Issue reported here is for handling the error on the python API side and is particularly noticed for autograd.backward function.

Consider the below example

from singa import autograd
from singa import module
from singa import opt
from singa import tensor
from singa import device

class MLP():
    def __init__(self):
        self.linear1 = autograd.Linear(3, 4)
        self.linear2 = autograd.Linear(4, 3)
    def forward(self,x):
        y = self.linear1(x)
        return self.linear2(y)
    def loss(self, out, ty):
        return autograd.softmax_cross_entropy(out, ty)
    def optim(self, loss):
        self.optimizer.backward_and_update(loss)
    def set_optimizer(self, optimizer):
        self.optimizer = optimizer

def train(model, x, t, dev=device.get_default_device(), epochs=100):
    for i in range(epochs):
        y = model.forward(x)
        loss = autograd.mse_loss(y, t)
        print("loss: ", loss)
        sgd = opt.SGD()
        for p, gp in autograd.backward(loss):
            sgd.update(p, gp)
        sgd.step()


if __name__ == '__main__':
    x=tensor.Tensor((3,3)).gaussian(1,1)
    y=tensor.Tensor((3,3)).gaussian(1,1)
    
    autograd.training = True
    m = MLP()
    sgd = opt.SGD()
    m.set_optimizer(sgd)
    out = m.forward(x)
    loss = m.loss(out, y)
    m.optim(loss)
    print(loss)
    train(m,x,y)

The above code will execute without any issues. However if we change the dimension of output tensor such that it does not match the model constructed, the error is noticed.
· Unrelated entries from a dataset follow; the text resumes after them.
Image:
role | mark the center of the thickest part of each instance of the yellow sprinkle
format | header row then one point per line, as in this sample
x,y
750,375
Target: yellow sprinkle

For example

from singa import autograd
from singa import module
from singa import opt
from singa import tensor
from singa import device

class MLP():
    def __init__(self):
        self.linear1 = autograd.Linear(3, 4)
        self.linear2 = autograd.Linear(4, 3)
    def forward(self,x):
        y = self.linear1(x)
        return self.linear2(y)
    def loss(self, out, ty):
        return autograd.softmax_cross_entropy(out, ty)
    def optim(self, loss):
        self.optimizer.backward_and_update(loss)
    def set_optimizer(self, optimizer):
        self.optimizer = optimizer

def train(model, x, t, dev=device.get_default_device(), epochs=100):
    for i in range(epochs):
        y = model.forward(x)
        loss = autograd.mse_loss(y, t)
        print("loss: ", loss)
        sgd = opt.SGD()
        for p, gp in autograd.backward(loss):
            sgd.update(p, gp)
        sgd.step()


if __name__ == '__main__':
    x=tensor.Tensor((3,3)).gaussian(1,1)
    y=tensor.Tensor((3,4)).gaussian(1,1)
    
    autograd.training = True
    m = MLP()
    sgd = opt.SGD()
    m.set_optimizer(sgd)
    out = m.forward(x)
    loss = m.loss(out, y)
    m.optim(loss)
    print(loss)
    train(m,x,y)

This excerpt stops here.